I passed her opera glasses back to her.
The curtain rose. Guards sat outside a palace at night, anxious to help their Count di Luna catch the trovatore who had been coming regularly to serenade the Duchess Leonora at night. The Count loved her jealously and, having failed to court her successfully, was anxious to end this interference. The guard captain sang to the guards of the Count’s tragic history to keep them awake—how as a child, the Count’s younger brother fell ill, and the Count’s father blamed a Gypsy and burned her at the stake. After the fire, a child’s bones were found among the Gypsy’s ashes and the brother was missing. It was said the Gypsy’s daughter had kidnapped the sick boy and left him to burn with her mother in revenge. Only the Count’s father was sure his youngest boy was still alive somewhere and charged the Count with finding his younger brother.
But for now, the Count was in love, and his guards were ready to help him.

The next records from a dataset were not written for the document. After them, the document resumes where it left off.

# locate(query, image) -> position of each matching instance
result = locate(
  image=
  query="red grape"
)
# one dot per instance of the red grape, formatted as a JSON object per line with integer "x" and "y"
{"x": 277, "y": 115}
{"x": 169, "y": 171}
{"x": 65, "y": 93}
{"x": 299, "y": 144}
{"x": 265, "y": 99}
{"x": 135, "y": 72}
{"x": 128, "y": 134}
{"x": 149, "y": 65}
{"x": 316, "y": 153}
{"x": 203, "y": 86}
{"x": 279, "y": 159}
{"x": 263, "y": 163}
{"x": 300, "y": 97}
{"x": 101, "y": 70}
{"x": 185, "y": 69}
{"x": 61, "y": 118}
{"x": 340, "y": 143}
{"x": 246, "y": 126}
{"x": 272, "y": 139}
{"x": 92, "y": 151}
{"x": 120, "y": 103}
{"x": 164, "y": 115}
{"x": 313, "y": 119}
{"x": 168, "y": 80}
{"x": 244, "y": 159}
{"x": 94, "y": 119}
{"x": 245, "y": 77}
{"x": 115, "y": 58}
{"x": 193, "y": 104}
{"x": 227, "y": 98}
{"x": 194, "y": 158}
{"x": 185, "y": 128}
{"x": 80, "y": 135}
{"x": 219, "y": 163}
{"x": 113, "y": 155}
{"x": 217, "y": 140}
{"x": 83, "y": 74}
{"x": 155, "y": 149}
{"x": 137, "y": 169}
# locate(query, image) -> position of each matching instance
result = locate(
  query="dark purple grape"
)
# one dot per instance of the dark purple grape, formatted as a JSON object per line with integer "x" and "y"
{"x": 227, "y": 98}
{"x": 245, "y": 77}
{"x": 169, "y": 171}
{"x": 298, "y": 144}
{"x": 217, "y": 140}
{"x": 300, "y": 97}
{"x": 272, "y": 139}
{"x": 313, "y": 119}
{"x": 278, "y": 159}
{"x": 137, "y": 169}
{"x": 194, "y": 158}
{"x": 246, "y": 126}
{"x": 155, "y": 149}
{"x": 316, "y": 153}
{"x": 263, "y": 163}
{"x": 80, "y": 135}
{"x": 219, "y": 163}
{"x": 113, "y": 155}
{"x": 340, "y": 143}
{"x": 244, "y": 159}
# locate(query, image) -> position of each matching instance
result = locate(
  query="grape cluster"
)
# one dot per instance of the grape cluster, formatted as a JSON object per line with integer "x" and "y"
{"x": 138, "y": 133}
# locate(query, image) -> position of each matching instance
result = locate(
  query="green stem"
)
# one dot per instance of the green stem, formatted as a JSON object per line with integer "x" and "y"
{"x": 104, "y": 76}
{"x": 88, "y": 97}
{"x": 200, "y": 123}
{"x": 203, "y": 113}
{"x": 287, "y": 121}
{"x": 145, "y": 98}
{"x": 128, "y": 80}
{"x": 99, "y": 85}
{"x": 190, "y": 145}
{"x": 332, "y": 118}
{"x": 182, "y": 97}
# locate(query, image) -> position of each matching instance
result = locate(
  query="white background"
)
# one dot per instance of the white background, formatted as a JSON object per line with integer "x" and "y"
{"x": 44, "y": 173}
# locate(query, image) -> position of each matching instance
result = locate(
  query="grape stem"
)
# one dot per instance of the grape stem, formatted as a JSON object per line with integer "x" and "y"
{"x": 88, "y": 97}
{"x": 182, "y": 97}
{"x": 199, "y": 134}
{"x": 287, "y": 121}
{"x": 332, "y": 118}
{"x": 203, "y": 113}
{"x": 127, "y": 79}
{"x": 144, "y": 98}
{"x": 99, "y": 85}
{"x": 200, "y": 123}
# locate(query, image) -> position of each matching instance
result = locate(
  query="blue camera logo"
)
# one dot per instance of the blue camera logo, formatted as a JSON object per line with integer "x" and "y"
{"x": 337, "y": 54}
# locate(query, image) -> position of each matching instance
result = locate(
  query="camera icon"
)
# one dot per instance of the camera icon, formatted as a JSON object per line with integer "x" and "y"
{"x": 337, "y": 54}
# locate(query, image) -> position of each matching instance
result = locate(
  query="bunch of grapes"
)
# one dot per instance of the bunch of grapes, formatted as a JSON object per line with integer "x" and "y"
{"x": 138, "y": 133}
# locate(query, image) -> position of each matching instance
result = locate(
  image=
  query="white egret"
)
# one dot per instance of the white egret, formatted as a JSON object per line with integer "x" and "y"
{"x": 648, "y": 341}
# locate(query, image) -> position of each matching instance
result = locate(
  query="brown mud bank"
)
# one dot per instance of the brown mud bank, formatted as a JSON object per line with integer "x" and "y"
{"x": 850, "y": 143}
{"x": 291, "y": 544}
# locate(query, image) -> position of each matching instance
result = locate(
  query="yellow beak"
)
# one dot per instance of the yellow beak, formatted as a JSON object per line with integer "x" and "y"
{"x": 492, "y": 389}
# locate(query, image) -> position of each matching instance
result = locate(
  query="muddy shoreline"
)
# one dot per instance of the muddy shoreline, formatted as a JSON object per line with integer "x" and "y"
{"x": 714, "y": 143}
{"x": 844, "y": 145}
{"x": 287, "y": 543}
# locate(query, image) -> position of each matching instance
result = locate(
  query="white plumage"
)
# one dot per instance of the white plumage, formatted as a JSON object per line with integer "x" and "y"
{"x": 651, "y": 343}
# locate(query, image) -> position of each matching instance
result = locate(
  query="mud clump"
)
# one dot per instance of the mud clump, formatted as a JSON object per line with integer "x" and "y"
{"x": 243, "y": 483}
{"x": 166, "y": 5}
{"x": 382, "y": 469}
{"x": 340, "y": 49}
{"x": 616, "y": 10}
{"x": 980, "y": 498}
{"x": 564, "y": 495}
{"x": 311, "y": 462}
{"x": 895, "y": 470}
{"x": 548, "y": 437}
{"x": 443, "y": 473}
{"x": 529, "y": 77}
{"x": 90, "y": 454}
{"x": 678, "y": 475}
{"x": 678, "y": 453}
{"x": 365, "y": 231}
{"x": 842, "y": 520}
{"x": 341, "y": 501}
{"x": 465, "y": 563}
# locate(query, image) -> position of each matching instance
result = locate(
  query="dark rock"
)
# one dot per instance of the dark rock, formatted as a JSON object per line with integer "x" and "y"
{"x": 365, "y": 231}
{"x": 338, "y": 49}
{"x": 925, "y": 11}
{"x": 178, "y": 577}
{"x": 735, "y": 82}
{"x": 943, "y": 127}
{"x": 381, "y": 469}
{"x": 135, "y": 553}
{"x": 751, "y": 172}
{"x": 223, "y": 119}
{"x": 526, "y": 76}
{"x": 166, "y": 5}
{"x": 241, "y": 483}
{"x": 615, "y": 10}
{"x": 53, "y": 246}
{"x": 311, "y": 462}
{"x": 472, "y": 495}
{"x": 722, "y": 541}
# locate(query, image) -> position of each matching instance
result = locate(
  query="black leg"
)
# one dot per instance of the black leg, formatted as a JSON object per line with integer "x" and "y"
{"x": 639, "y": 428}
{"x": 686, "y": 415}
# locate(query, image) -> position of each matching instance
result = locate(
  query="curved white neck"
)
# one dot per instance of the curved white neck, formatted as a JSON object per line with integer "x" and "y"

The curtain closed and reopened to applause. A beautiful young woman in a veil stood in a garden at night, another woman approaching her through the dark, calling for her. When the woman in the veil turned to face us, the applause deepened. Adelina Patti was tonight’s Leonora, the best possible surprise. I had not seen her since she had changed my life with her Lucia. My fears left me; surely this would be the best night of my life.
She began Leonora’s first aria, of a mysterious knight in black armor she’d crowned the victor at a tournament, and described how she fell in love with him then. War had begun shortly thereafter, separating them, and she’d sustained herself on her memories of that day until one night here in the garden she was surprised to hear the song of a troubadour, her name on his lips. When she came to the garden, she saw it was him, the love she’d feared lost.
The night I’d heard her sing as Lucia was nothing compared to this—on that night I had only remembered the music, which moved me. This, however, was my first experience of the ridiculous and beloved thief that is opera—the singer who sneaks into the palace of your heart and somehow enters the stage singing aloud the secret hope or love or grief you hoped would always stay secret, disguised as melodrama; and you are so happy you have lived to see it done. The singer singing to you with the full force of what you feel is transfigured and this transfigures you; you feel as if it were you there in the opera, the opera your story, the story of your life. And so I stared in amazement from the box as Patti sang what was in my heart, what I hoped was my secret future; and in her slow, soaring, searching aria full of surpassing sweetness I found my first real consolation since leaving Compiègne. By the time she began her defiant cabaletta—My fate will not be complete if he is not by my side! If I do not live for him, for him I will die—her final note sustained like a sword held to the sky, the crowd rose to its feet cheering, the flowers raining down on the stage, and I, I caught myself. I had already stood, clutching the edge of the box.
The Count appeared alone then, singing stolidly of his hopes for his love for Leonora. Also of his jealousy. And so I sat.
I knew then I would sing Leonora if I could. I wanted nothing more. I was her, and she was me.
This was, of course, what the tenor had hoped for, what he’d never been able to arrange for me or describe. The roles he had tried to tempt me with were like little crumbs he had laid out for me compared to this. He knew this was the quickening; he knew what I would know after this night: that it is impossible to sing opera if the singer has never felt this.
The song for the entrance of the trovatore, Manrico, began next. It is one of the most beautiful, I think, of the songs there are for men. He is announced first by a harp, which is his lute, heard in the distance as he approaches through the forest at night, intent on Leonora, who listens for him from her window as Count di Luna, on hearing him, hides in the dark garden.
Alone on this earth,
at war with his fate,
one hope in his heart,
of a heart for the troubadour!
If he possesses that heart,
beautiful in its pure faith.
He is greater than any king . . .
The troubadour king!
Leonora rushes to the garden and embraces the Count, not the trovatore, mistaking the one voice for the other, the one man for the other, upsetting both. I knew the story well enough from the tenor; this is a clue that the trovatore is the Count’s long-lost brother, his hated rival for Leonora’s affections, unknown to him. But I knew, even if the tenor had a brother who sang, his voice would not sound like the tenor’s; there could be no mistake.
The tenor was not in the audience because he was on the stage.